Steven Hillion, SVP of Data and AI at Astronomer – Interview Series

Steven Hillion is the Senior Vice President of Data and AI at Astronomer, where he leverages his extensive academic background in research mathematics and over 15 years of experience in Silicon Valley’s machine learning platform development. At Astronomer, he spearheads the creation of Apache Airflow features specifically designed for ML and AI teams and oversees the internal data science team. Under his leadership, Astronomer has advanced its modern data orchestration platform, significantly enhancing its data pipeline capabilities to support a diverse range of data sources and tasks through machine learning.

Can you share some information about your journey in data science and AI, and how it has shaped your approach to leading engineering and analytics teams?

I had a background in research mathematics at Berkeley before I moved across the Bay to Silicon Valley and worked as an engineer in a series of successful start-ups. I was happy to leave behind the politics and bureaucracy of academia, but I found within a few years that I missed the math. So I shifted into developing platforms for machine learning and analytics, and that’s pretty much what I’ve done since.

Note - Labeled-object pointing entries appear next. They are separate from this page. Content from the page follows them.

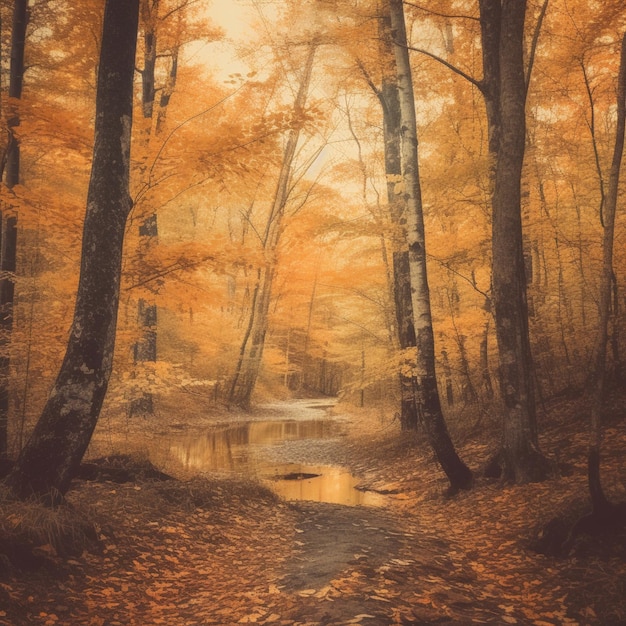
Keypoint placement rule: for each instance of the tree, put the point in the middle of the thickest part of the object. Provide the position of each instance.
(505, 87)
(251, 350)
(458, 474)
(10, 165)
(390, 102)
(601, 506)
(52, 454)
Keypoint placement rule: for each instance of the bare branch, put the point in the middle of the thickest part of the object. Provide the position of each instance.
(477, 83)
(533, 46)
(447, 15)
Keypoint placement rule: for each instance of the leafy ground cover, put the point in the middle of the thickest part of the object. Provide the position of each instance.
(222, 551)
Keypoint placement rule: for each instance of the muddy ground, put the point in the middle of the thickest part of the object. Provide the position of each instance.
(216, 550)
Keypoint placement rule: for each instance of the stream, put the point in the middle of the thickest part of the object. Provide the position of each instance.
(287, 446)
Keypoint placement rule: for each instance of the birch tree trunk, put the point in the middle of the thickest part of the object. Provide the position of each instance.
(54, 451)
(458, 473)
(251, 350)
(8, 221)
(390, 101)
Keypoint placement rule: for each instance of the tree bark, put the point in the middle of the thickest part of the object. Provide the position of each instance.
(251, 351)
(54, 451)
(8, 222)
(458, 473)
(504, 88)
(599, 501)
(405, 329)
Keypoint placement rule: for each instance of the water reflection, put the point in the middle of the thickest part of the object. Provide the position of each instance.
(237, 448)
(245, 449)
(328, 484)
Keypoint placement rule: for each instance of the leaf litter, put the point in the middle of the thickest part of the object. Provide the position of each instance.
(208, 551)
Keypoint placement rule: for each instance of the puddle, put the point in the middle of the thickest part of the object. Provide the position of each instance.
(267, 450)
(320, 483)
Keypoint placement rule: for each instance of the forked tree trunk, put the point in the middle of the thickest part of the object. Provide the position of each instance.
(599, 501)
(251, 350)
(8, 222)
(458, 473)
(504, 89)
(54, 451)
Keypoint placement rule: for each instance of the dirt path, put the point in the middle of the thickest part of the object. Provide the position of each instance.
(224, 552)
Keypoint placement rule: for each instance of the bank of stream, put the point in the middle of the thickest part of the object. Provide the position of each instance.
(287, 446)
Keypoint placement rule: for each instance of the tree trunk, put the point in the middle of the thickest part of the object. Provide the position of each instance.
(599, 501)
(8, 222)
(502, 26)
(458, 474)
(405, 332)
(54, 451)
(251, 351)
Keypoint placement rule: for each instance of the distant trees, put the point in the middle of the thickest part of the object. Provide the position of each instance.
(51, 456)
(253, 292)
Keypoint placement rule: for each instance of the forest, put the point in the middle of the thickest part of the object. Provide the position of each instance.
(312, 312)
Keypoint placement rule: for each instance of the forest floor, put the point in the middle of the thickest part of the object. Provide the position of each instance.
(223, 551)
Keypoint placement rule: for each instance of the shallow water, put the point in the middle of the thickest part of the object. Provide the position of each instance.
(268, 450)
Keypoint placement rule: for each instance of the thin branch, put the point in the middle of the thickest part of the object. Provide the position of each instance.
(591, 124)
(447, 15)
(477, 83)
(533, 46)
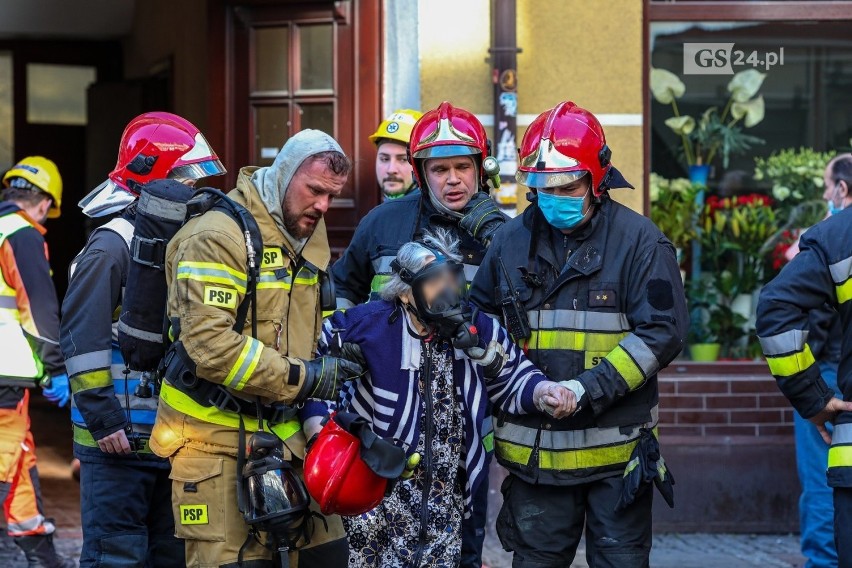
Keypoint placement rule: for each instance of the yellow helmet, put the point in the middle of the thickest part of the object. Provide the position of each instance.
(397, 126)
(41, 173)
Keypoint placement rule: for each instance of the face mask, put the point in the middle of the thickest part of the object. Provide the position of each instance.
(834, 209)
(562, 212)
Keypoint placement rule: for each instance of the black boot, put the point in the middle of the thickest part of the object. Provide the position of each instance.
(41, 553)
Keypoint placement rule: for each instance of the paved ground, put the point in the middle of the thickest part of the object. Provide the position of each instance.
(62, 501)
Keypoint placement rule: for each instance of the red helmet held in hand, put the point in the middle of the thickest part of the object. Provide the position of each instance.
(155, 145)
(337, 476)
(444, 132)
(562, 145)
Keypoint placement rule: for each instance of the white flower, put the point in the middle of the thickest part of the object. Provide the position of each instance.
(666, 86)
(745, 85)
(753, 111)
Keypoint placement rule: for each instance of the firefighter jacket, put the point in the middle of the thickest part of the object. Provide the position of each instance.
(365, 265)
(606, 307)
(103, 390)
(29, 311)
(206, 271)
(820, 274)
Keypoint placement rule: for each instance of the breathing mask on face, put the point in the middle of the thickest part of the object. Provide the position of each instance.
(440, 299)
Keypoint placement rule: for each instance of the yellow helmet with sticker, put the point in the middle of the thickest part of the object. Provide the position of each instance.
(39, 173)
(397, 126)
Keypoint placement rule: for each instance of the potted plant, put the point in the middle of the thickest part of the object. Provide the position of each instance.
(715, 133)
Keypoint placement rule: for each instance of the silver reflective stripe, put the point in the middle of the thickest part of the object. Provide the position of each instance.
(841, 271)
(381, 265)
(784, 343)
(570, 439)
(162, 208)
(88, 362)
(577, 319)
(842, 434)
(139, 333)
(641, 354)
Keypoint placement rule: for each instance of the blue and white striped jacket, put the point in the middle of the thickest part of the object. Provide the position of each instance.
(389, 397)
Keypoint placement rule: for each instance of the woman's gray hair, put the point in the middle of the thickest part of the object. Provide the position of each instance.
(413, 257)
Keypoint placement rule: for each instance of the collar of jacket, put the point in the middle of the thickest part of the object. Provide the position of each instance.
(316, 249)
(588, 258)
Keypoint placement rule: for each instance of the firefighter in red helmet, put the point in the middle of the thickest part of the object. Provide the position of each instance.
(125, 490)
(449, 150)
(602, 311)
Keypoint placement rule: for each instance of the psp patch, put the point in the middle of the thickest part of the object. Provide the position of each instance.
(194, 515)
(220, 297)
(272, 258)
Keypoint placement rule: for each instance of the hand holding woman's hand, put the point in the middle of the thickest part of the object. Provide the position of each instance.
(555, 399)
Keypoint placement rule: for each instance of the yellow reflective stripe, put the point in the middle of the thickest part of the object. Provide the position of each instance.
(245, 365)
(182, 403)
(840, 456)
(626, 367)
(574, 340)
(85, 438)
(212, 272)
(570, 459)
(844, 292)
(788, 365)
(90, 380)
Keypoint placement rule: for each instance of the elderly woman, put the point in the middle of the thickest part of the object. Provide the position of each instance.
(433, 365)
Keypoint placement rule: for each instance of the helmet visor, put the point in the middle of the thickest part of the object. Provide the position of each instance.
(537, 180)
(198, 170)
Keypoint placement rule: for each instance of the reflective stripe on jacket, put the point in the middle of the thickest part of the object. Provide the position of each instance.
(820, 275)
(206, 270)
(611, 316)
(29, 311)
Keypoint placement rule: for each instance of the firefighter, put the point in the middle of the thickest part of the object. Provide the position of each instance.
(393, 170)
(29, 333)
(257, 364)
(448, 148)
(819, 276)
(593, 293)
(124, 488)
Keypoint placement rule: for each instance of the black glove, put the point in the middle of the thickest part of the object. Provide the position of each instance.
(645, 465)
(481, 218)
(325, 375)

My training in pure mathematics has resulted in a preference for what data scientists call ‘parsimony’ — the right tool for the job, and nothing more.  Because mathematicians tend to favor elegant solutions over complex machinery, I’ve always tried to emphasize simplicity when applying machine learning to business problems. Deep learning is great for some applications — large language models are brilliant for summarizing documents, for example — but sometimes a simple regression model is more appropriate and easier to explain.

It’s been fascinating to see the shifting role of the data scientist and the software engineer in these last twenty years since machine learning became widespread. Having worn both hats, I am very aware of the importance of the software development lifecycle (especially automation and testing) as applied to machine learning projects.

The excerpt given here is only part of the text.